Hopkins had a tense and at times bitter public relationship with then-Sheriff Mark Essick, punctuated by a complaint she filed with county personnel officials accusing Essick of threatening her during a call to discuss evacuation protocol in the midst of the Walbridge Fire in September 2020. Hopkins has praised Eddie Engram, who was elected to succeed Essick last November and now leads the agency.
While Tuesday’s decision was a clear victory for agricultural interests, it marked a setback for some farm labor groups, who have advocated for civilian leadership of the program.
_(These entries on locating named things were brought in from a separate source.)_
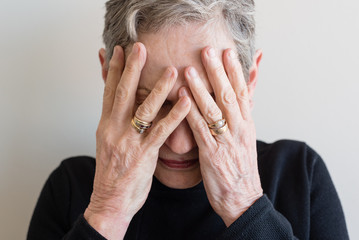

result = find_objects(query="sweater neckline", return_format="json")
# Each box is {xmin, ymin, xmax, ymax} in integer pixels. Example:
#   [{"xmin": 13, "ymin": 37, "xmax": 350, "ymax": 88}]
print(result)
[{"xmin": 151, "ymin": 176, "xmax": 204, "ymax": 193}]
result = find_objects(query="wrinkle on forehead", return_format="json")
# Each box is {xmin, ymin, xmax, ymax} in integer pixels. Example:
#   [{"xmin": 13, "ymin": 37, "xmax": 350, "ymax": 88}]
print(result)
[{"xmin": 139, "ymin": 22, "xmax": 235, "ymax": 98}]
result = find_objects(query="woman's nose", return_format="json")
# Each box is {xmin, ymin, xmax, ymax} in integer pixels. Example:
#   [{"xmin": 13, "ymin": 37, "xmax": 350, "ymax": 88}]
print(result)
[{"xmin": 165, "ymin": 119, "xmax": 197, "ymax": 154}]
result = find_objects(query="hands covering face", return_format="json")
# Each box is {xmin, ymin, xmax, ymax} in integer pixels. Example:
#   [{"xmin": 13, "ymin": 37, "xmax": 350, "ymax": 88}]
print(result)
[
  {"xmin": 183, "ymin": 47, "xmax": 263, "ymax": 226},
  {"xmin": 84, "ymin": 43, "xmax": 262, "ymax": 239}
]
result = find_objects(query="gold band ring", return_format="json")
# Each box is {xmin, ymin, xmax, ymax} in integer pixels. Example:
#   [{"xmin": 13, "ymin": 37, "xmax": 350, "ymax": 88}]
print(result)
[
  {"xmin": 131, "ymin": 116, "xmax": 152, "ymax": 134},
  {"xmin": 209, "ymin": 123, "xmax": 228, "ymax": 136},
  {"xmin": 208, "ymin": 118, "xmax": 228, "ymax": 136},
  {"xmin": 208, "ymin": 118, "xmax": 226, "ymax": 129}
]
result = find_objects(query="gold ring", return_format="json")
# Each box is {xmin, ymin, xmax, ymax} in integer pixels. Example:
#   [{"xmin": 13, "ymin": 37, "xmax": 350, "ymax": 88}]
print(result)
[
  {"xmin": 208, "ymin": 118, "xmax": 226, "ymax": 129},
  {"xmin": 209, "ymin": 123, "xmax": 228, "ymax": 136},
  {"xmin": 131, "ymin": 116, "xmax": 152, "ymax": 134}
]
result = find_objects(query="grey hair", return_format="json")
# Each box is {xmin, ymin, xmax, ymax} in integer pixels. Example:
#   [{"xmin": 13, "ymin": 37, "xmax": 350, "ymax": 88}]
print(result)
[{"xmin": 103, "ymin": 0, "xmax": 255, "ymax": 80}]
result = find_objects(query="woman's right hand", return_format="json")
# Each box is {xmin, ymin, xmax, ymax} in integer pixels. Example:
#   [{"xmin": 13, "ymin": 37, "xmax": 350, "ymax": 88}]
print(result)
[{"xmin": 84, "ymin": 43, "xmax": 191, "ymax": 239}]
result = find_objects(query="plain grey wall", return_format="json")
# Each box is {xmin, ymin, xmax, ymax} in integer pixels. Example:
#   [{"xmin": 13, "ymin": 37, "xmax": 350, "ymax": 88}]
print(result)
[{"xmin": 0, "ymin": 0, "xmax": 359, "ymax": 239}]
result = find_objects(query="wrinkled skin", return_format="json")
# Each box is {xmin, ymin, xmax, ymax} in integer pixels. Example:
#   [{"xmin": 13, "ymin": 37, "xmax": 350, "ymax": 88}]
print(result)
[{"xmin": 84, "ymin": 26, "xmax": 263, "ymax": 239}]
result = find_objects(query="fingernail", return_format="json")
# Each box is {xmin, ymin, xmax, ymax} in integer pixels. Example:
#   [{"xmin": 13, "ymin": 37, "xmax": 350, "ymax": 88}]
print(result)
[
  {"xmin": 165, "ymin": 68, "xmax": 172, "ymax": 78},
  {"xmin": 207, "ymin": 48, "xmax": 216, "ymax": 58},
  {"xmin": 179, "ymin": 87, "xmax": 188, "ymax": 97},
  {"xmin": 112, "ymin": 46, "xmax": 118, "ymax": 57},
  {"xmin": 188, "ymin": 67, "xmax": 197, "ymax": 78},
  {"xmin": 180, "ymin": 97, "xmax": 188, "ymax": 107},
  {"xmin": 132, "ymin": 43, "xmax": 140, "ymax": 54},
  {"xmin": 229, "ymin": 49, "xmax": 237, "ymax": 59}
]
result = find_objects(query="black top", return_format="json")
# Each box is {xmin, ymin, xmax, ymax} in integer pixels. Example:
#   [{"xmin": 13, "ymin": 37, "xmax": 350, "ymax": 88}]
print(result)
[{"xmin": 27, "ymin": 140, "xmax": 349, "ymax": 240}]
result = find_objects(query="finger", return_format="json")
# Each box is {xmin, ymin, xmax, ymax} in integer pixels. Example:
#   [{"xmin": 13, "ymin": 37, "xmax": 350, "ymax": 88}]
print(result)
[
  {"xmin": 223, "ymin": 49, "xmax": 251, "ymax": 120},
  {"xmin": 146, "ymin": 97, "xmax": 191, "ymax": 148},
  {"xmin": 178, "ymin": 87, "xmax": 217, "ymax": 149},
  {"xmin": 102, "ymin": 46, "xmax": 125, "ymax": 118},
  {"xmin": 112, "ymin": 43, "xmax": 146, "ymax": 123},
  {"xmin": 185, "ymin": 67, "xmax": 222, "ymax": 124},
  {"xmin": 135, "ymin": 67, "xmax": 177, "ymax": 122},
  {"xmin": 202, "ymin": 47, "xmax": 241, "ymax": 128}
]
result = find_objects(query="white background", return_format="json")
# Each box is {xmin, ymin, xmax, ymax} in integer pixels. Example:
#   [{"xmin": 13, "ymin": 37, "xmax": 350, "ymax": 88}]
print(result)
[{"xmin": 0, "ymin": 0, "xmax": 359, "ymax": 239}]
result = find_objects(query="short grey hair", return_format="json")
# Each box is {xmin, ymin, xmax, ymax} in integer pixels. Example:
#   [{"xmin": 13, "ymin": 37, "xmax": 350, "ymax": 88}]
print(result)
[{"xmin": 103, "ymin": 0, "xmax": 255, "ymax": 80}]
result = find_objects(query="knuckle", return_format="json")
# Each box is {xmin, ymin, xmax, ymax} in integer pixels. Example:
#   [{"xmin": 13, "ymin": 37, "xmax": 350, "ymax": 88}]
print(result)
[
  {"xmin": 206, "ymin": 106, "xmax": 222, "ymax": 121},
  {"xmin": 136, "ymin": 101, "xmax": 153, "ymax": 119},
  {"xmin": 126, "ymin": 62, "xmax": 137, "ymax": 75},
  {"xmin": 213, "ymin": 64, "xmax": 226, "ymax": 78},
  {"xmin": 196, "ymin": 119, "xmax": 208, "ymax": 133},
  {"xmin": 108, "ymin": 59, "xmax": 120, "ymax": 71},
  {"xmin": 151, "ymin": 121, "xmax": 168, "ymax": 144},
  {"xmin": 223, "ymin": 89, "xmax": 237, "ymax": 105},
  {"xmin": 103, "ymin": 86, "xmax": 115, "ymax": 99},
  {"xmin": 116, "ymin": 85, "xmax": 129, "ymax": 103},
  {"xmin": 168, "ymin": 108, "xmax": 182, "ymax": 122}
]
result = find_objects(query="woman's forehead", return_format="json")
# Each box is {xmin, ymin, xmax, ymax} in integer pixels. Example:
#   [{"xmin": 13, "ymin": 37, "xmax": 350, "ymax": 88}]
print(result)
[{"xmin": 139, "ymin": 25, "xmax": 235, "ymax": 89}]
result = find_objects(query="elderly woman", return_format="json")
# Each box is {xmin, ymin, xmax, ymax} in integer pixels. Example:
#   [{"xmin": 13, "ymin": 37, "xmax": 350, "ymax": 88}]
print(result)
[{"xmin": 28, "ymin": 0, "xmax": 348, "ymax": 240}]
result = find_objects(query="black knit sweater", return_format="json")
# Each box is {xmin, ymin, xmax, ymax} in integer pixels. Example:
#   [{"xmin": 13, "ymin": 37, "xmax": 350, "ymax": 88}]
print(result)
[{"xmin": 27, "ymin": 140, "xmax": 349, "ymax": 240}]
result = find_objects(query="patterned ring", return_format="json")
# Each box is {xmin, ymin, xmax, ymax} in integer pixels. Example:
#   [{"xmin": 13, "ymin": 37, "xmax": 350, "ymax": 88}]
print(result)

They had largely seen the original policy excluding harvest activities as a win.
“Workers and the community are outraged that last night a majority of the Board of Supervisors neglected their responsibility, went back on their commitments to worker safety, and sided with the interests of a few wealthy wine companies,” Max Bell Alper, executive director North Bay Jobs With Justice, said in a statement Wednesday.
“The truth is that workers are stronger than ever before and prepared to take collective action to win the dignity and wages they deserve.”
Supervisors Chris Coursey and Susan Gorin were against allowing harvest in evacuation zones, as they were in 2022.
The revisions Tuesday set Sonoma County apart from many other jurisdictions, including San Luis Obispo and Santa Cruz counties, that do not allow farmworkers into evacuation zones for harvest purposes.
But the changes align Sonoma with Napa County, where that emergency access is granted, and often during the most critical time of year — harvest for the region’s multibillion dollar wine industry, which had its crucial weeks of picking repeatedly shadowed by massive wildfires in recent years.
Mike Martini, a former Santa Rosa mayor who is now executive director of the wine industry group Sonoma Alliance for Vineyards and Environment, framed the Ag Pass program as a public safety issue that should be administered by public safety professionals.